It could be that every time you calibrate a device, and save the settings, it may deviate from the "true value". I deal with scientific research machines and devices which cost at least 30x the mavic and this is one issue we face with constant calibration. That once "calibrated" it overwrites the previous calibration file. So if the new calibration was done incorrectly, and we save it, now we have deviated from what it's true value is meant to be. The more times this error occurs, the values would already be completely destroyed and would have deviated from what it is meant to be. Haha hope that makes sense

Yeah, but what about convergence towards the mean?
 
Based on what evidence?
Let me rephrase. I believe it has the potential to cause more problems based on DJI s lack of emphasis on the procedure, combined with the multiple testimonies of people who have never, combined with the almost certain negative results of a bad calibration.
 
Yeah, but what about convergence towards the mean?

If there is error calibration and it deviates farther from the true value, your mean value would have definitely drifted away from what the true value would actually be. So is it calibrated? Yes but is the calibration out of whack? Yes. That's why dji should come up with something like a validation sequence which requires you to have maybe 50 calibrations at a go in order to get, as you have mentioned a convergence towards the true mean.
 
Even if not required it is a good rule to calibrate every time you move more than 100 km away from where you have previously calibrated, especially if you move perpendicularly across the magnetic declination lines.
Magnetic declination - Wikipedia
The compass calibration does not determine the geomagnetic declination. In fact, it can not determine the geomagnetic declination. If it were determined during the compass calibration then a required step would be to precisely point the AC true north and then tell the AC. In effect, you'd have to tell the AC what the declination is.

The geomagnetic declination is determined from the GPS coordinates.
 
This topic has been discussed numerous times before. Why don't you people do some search in the forum and find the answers you need before starting a new thread?

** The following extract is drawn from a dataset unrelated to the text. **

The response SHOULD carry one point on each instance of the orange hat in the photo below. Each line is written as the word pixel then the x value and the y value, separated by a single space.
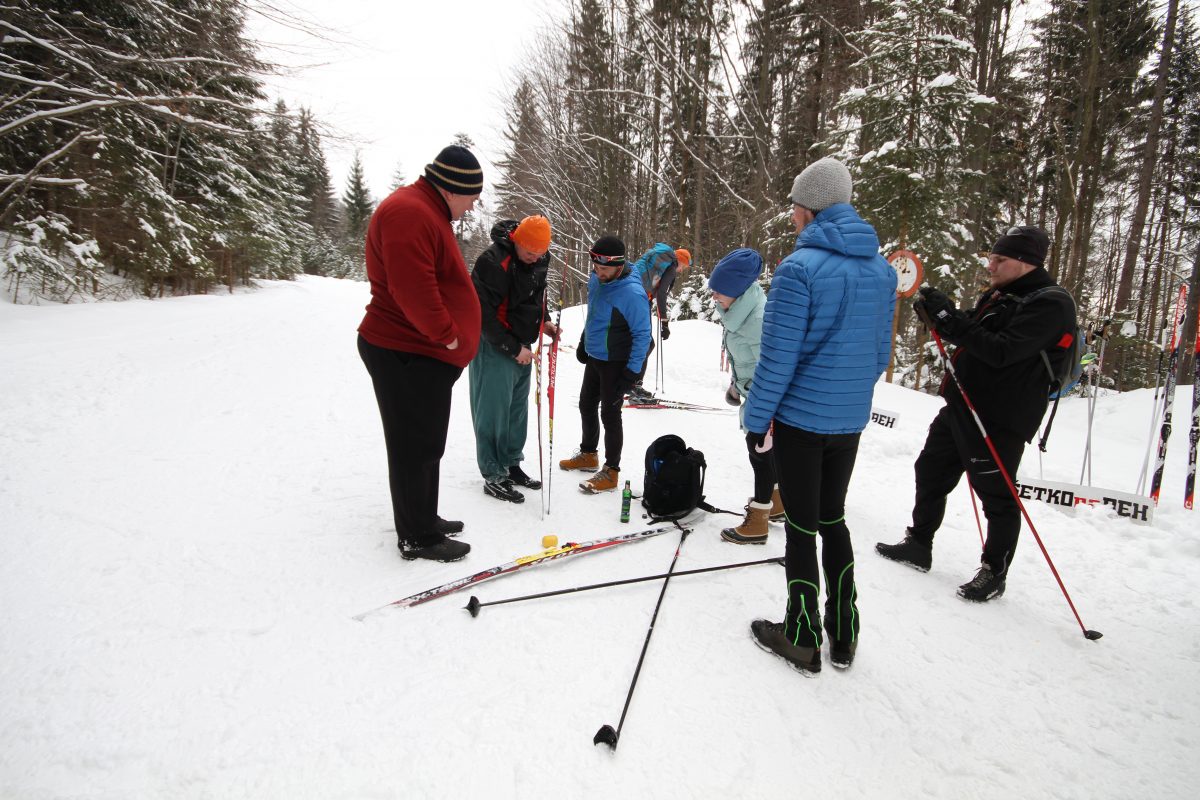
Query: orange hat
pixel 533 234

As for the above posters, I'm traveling thousands of miles across the globe frequently and have always flown with no issues, despite never calibrating once and using both manual and RTH or intelligent flight modes. This is enough evidence for me to believe that the Mavic does not need a fresh calibration unless genuinely prompted.
 
I have never calibrated my Mavic and have flown it in different places in Canada and Sweden without problems. I allways do deliberate RTH flights.